Je résume l’histoire : deux reportages de Radio-Canada, qui pointaient du doigt la Chambre des notaires du Québec pour son laxisme, présentaient des problèmes déontologiques, comme l’a reconnu l’ombudsman de Radio-Canada quelques mois après leur diffusion. Bouc émissaire pour la Chambre des notaires, dommage collatéral pour Radio-Canada, le relationniste Gilles Néron a vu sa carrière ruinée. Plus fondamental, selon moi, on peut difficilement qualifier d’exacte et rigoureuse la version des faits qui a été servie au public dans les reportages.

Toujours est-il que  M. Néron a intenté une poursuite, comme c’était son droit, et il a remporté la victoire en Cour supérieure, où un des deux reportages a été qualifié de « règlement de compte » —une conclusion que l’ombudsman lui-même avait déjà tirée. La substance de la décision a été confirmée en Cour d’appel, puis en Cour suprême dans une décision très largement majoritaire (6-1).

La décision de la Cour suprême, et plus spécifiquement le « nouveau » concept de « journalisme raisonnable », a tout de suite provoqué une crise d’urticaire collective. Le Devoir, par exemple, a estimé en éditorial que la Cour venait de fournir « des munitions d’une puissance paralysante démesurée à quiconque fera l’objet d’un reportage dénonciateur, et ce même si les faits révélés sont véridiques et d’intérêt public »… sans se formaliser outre mesure du fait que les reportages, comme le signale le jugement, avaient diffusé une information « partiellement véridique […] d’une manière incomplète et trompeuse dans le but de ternir le plus possible la réputation des intimés ». En fait, pour l’éditorialiste, les reportages de Radio-Canada constituaient « du journalisme tel qu’on souhaiterait qu’il s’en fasse beaucoup plus souvent dans nos médias »[4], ce qui n’était pas spécialement rassurant.

Un des rares commentaires démontrant de la pondération, et même de la clairvoyance, est venu d’André Pratte, alors éditorialiste à La Presse. Sans se dissocier franchement des critiques, il faisait à tout le moins remarquer que « le jugement est très nuancé; il n’est pas impossible que dans la suite des choses, il bénéficie aux médias au lieu de leur nuire. Par exemple, le jugement pourrait amener un tribunal à statuer qu’un reporter qui a respecté les standards de la profession n’a pas commis de faute même si les faits qu’il a rapportés sont erronés ».

Quinze ans plus tard, effectivement, il semble bien que la décision de la Cour suprême était non seulement sensée, mais qu’elle présentait d’importants avantages pour la presse, comme l’avait subodoré M. Pratte.

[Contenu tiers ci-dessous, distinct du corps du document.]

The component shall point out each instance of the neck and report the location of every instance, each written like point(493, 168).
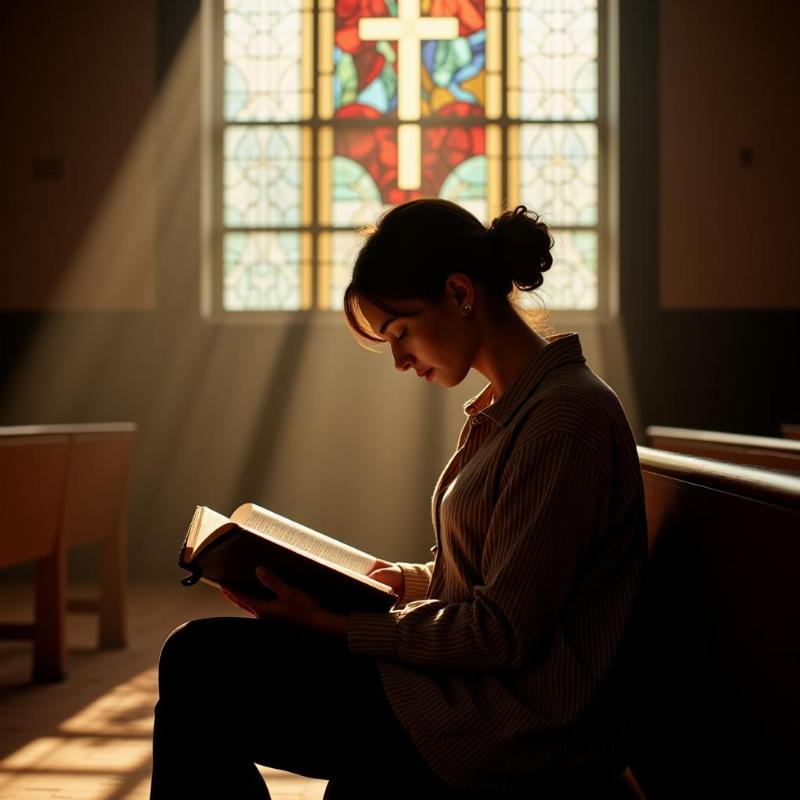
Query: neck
point(507, 345)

D’une certaine manière, dans Néron, la Cour a défini le journalisme « de qualité » et a affermi le statut particulier de la presse en posant que, dans la mesure où le journaliste procède dans le respect des standards professionnels, il a formellement droit à l’erreur. Le journaliste, dit en substance la doctrine en question, n’est pas tenu à la perfection, il n’a pas une obligation de résultat. Mais il a une obligation de moyens, comme tous les professionnels. Et les « moyens » sont faciles à mettre en oeuvre, ce sont simplement les méthodes usuelles et les précautions déontologiques dont ont convenu les journalistes pour définir et baliser leur travail. Lorsque des principes analogues ont été mis de l’avant en Common Law, dans deux autres décisions de la Cour suprême, en 2009, les médias ont d’ailleurs crié de joie et parlé d’une avancée historique en matière de liberté de presse.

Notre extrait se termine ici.